- Film poster
- Directed by: David Irving
- Screenplay by: David Irving
- Based on: Rumpelstiltskin by the Brothers Grimm
- Produced by: Menahem Golan; Yoram Globus;
- Starring: Amy Irving; Clive Revill; Priscilla Pointer; Billy Barty;
- Music by: Max Robert
- Production company: The Cannon Group
- Distributed by: The Cannon Group
- Release dates: April 1987 (United States); May 1987 (Cannes);
- Running time: 84 minutes
- Countries: United States; Israel;
- Language: English
- Budget: $2 million

= Rumpelstiltskin (1987 film) =

Rumpelstiltskin is a 1987 musical fantasy film, based on the fairy tale by the Brothers Grimm. In the United States, it was the first installment of Cannon Films' Movie Tales series.

==Production and release==
Rumpelstiltskin was part of the Cannon Movie Tales series, a US$50 million project initiated by Menahem Golan and Yoram Globus to adapt sixteen fairy tales into live action.
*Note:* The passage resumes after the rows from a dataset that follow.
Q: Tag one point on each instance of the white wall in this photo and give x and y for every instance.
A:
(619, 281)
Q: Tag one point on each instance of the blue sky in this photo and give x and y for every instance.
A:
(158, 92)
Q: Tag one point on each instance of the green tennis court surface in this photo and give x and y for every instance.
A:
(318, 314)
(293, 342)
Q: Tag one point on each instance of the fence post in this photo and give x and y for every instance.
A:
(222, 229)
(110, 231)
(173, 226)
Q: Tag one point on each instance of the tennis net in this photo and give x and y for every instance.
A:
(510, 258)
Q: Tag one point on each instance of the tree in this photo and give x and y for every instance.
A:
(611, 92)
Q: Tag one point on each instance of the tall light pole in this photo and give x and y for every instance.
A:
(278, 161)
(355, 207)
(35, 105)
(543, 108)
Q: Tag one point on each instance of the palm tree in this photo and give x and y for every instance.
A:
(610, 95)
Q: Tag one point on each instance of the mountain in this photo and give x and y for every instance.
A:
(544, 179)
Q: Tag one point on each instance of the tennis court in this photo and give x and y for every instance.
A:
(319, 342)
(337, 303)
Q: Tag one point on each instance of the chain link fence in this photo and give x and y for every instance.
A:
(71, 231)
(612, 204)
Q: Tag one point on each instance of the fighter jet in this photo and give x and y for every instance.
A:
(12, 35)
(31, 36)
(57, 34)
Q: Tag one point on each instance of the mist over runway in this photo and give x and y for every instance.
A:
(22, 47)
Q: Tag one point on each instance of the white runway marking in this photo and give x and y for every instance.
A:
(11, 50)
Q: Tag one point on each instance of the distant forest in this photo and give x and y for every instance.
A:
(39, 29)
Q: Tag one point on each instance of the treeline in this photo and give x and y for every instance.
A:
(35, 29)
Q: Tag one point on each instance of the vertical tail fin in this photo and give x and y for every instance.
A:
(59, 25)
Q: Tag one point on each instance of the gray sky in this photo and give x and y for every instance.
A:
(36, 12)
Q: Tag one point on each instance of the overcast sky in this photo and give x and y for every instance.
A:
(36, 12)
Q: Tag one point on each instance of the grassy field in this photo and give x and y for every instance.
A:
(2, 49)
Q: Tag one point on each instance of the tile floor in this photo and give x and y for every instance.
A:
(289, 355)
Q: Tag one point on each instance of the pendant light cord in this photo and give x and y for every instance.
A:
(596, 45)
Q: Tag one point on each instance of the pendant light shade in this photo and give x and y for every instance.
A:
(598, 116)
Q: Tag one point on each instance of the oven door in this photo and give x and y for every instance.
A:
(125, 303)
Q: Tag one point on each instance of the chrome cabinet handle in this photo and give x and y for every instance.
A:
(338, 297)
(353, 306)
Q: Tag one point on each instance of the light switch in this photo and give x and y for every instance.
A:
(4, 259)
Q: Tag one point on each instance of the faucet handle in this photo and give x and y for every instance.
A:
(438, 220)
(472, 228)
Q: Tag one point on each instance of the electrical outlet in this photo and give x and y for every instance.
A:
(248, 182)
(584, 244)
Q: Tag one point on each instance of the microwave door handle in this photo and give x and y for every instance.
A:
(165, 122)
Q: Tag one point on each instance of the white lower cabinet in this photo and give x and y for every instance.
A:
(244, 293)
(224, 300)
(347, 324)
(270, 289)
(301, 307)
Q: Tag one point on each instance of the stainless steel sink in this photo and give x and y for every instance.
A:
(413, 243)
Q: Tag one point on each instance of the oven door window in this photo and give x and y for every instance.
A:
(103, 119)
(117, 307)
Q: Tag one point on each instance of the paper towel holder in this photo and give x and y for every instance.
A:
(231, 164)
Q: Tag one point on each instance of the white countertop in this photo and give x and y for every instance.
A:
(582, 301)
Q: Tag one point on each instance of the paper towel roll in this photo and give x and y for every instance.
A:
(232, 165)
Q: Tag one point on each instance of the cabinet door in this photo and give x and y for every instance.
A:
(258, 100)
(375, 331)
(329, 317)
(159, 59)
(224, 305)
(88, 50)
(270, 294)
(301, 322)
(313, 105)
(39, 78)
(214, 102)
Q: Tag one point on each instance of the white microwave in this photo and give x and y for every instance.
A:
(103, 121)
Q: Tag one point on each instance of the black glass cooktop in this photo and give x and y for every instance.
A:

The film featured Billy Barty in his only lead role (as the title character), and also starred Amy Irving (as Katie, the miller's daughter) and Clive Revill as the villainous King Mezzer. Amy Irving's brother, David Irving (not the British author of the same name), scripted and directed; their mother, actress Priscilla Pointer, portrayed the Queen.

Cannon Films screened Rumpelstiltskin as the opening night attraction of its "family film festival" at 1987's Cannes Film Festival. It was the first Cannon Movie Tale released in the U.S.; though originally scheduled for November 21, 1986, it premiered in April 1987. The film was not well-received critically; Richard Harrington of The Washington Post said, "[A]ll Cannon has done...is to make a short story long. And long and longer." In his Movie Guide, Leonard Maltin gave it two stars out of four and commented, "[This] threadbare musical adaptation...[is] likely to bore even the small fry."

MGM released Rumpelstiltskin on DVD in 2005.